2025 Conference Plenaries
Friday, July 11, 9:00–10:15 a.m. ET
Maisha T. Winn is the Excellence in Learning Graduate School of Education Professor and Faculty Director of the Stanford Accelerator for Learning’s Equity in Learning Initiative. She is the Principal Investigator for the Futuring for Equity Lab. Her scholarship examines how non-dominant youth and communities have developed literate trajectories across a range of historical and contemporary settings within and outside formal schooling. She seeks to understand how communities that have been depicted as underresourced create practices, processes, and institutions of their own—and what we can learn from those examples to build more just, more collaborative, and more equitable futures. An ethnographer by training, Dr. Winn also engages in historical research focused on social movements in education.
Friday, July 11, 4:15–5:30 p.m. ET
Dr. Valerie Kinloch became the 15th president of Johnson C. Smith University on August 3, 2023. With nearly three decades of experience in higher education, Kinloch has distinguished herself as a passionate educator who has taught and/or served in administrative roles at The Ohio State University, Columbia University’s Teachers College, the University of Houston-Downtown, and, most recently, the University of Pittsburgh.
In addition to her professorships and administrative tenures, Kinloch is the author or editor of numerous books and publications on race, place, identities, literacies, and justice, including her most recent coauthored book, Where Is the Justice? Engaged Pedagogies in Schools and Communities.
Saturday, July 12, 9:00–10:15 a.m. ET
Melanie M. Acosta, PhD, works for the educational well-being of Black folks through careful study of teacher practice. Dr. Acosta is an associate professor of education at Florida Atlantic University and co-organizer of Liberate Literacyä, an African American family literacy program. In these spaces, Dr. Acosta centers African American ways of teaching and teacher education. Previously, Dr. Acosta was an elementary school teacher and community organizer for a grassroots parent empowerment group.

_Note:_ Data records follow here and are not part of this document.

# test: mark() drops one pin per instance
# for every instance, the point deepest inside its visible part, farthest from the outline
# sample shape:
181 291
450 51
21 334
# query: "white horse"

Saturday, July 12, 4:30–5:30 p.m. ET
Stephanie R. Toliver is an assistant professor of curriculum and instruction at the University of Illinois Urbana-Champaign. In her research, Toliver employs creativity and imagination as tools to confront systemic inequities and promote more equitable education environments. Specifically, her scholarship focuses on three main areas: (1) investigating Black storytelling as a mechanism of social critique and transformation; (2) examining the applicability of speculative fiction (i.e., science fiction, horror, fantasy, etc.) as a tool to assist Black youth in articulating and challenging social injustice; and (3) exploring the use of creative and arts-based literacy pedagogies to help preservice English teachers develop strategies to address racial injustice in their future classrooms.